Since the model is designed to operate in medical settings and expected to impact on patient care, it is crucial to examine its outputs, including predictions’ confidence level. Hence, the following procedure is performed for each confidence interval separately: [0−0.3),[0.3−0.5),[0.5,0.8),[0.8,1].

We refer to two different stages: sample-picking and local-explanations.

For the sample-picking stage, the methods selected are:

SP-Lime - aims to select a representative samples by maximize a ‘coverage’ function over the dataset.
MMD - critic - selects both ‘critics’ and ‘prototypes’ which allows an inquiry to model’s behavior on samples which are most and least representative to the dataset.
Type I & II Errors picks – dividing the samples into groups according to the predictions error types, type-I and type-II, together with samples for which the prediction was correct. Then randomly sampling from each group.
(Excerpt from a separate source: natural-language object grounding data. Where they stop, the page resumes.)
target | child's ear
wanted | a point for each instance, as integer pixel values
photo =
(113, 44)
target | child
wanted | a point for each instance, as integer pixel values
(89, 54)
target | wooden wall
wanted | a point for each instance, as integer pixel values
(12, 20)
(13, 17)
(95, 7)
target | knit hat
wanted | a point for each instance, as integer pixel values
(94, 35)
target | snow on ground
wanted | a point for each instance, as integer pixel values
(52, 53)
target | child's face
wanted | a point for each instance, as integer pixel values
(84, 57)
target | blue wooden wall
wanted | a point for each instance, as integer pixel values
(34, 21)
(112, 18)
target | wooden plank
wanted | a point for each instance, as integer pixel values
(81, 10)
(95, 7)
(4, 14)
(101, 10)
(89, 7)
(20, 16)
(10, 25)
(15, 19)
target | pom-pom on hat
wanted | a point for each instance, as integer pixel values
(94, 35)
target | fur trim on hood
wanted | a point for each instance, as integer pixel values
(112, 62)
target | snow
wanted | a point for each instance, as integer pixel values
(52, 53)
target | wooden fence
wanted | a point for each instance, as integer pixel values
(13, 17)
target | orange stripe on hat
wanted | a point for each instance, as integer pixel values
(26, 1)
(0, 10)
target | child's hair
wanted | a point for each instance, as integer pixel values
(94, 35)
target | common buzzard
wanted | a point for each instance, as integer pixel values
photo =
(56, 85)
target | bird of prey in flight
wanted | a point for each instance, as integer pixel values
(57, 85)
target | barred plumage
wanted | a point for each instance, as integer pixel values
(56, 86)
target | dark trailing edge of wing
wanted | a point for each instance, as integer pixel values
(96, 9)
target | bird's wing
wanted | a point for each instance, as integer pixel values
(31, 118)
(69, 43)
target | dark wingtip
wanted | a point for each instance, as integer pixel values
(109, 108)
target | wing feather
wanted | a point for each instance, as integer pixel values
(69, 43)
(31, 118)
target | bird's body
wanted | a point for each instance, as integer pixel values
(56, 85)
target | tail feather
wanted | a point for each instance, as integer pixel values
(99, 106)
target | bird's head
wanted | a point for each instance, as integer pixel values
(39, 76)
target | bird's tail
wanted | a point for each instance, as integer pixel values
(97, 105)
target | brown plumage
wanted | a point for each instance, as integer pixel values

After dividing the dataset to 4 intervals according to the confidence level assigned by the model 4 examples are sampled by each sample-pick method according as following: best 4 examples with SP-Lime, 2 prototypes and 2 critics examples with MMD-critic. With Type I & II Errors picks, the picks won’t be performed per interval but per group. From each group 5 examples are randomly sampled.

For the local-explanations stage, the methods that will be examined are:

Lime – which provides local explanations in comparison to perturbed data points in the proximity of the explained example.
SHAP – a unification of six different interpretability methods, among them is LIME. In the available implementation SHAP can only learn feature importance over up to 200 examples from the training set. In this work the 200 examples were chosen by MMD critic as prototypes.

In order to find the best in cooperation of sample-picking and local-explanations method all the combinations are examined except incorporation of SP-Lime with SHAP.

Results are then evaluated by domain experts (i.e medical doctors).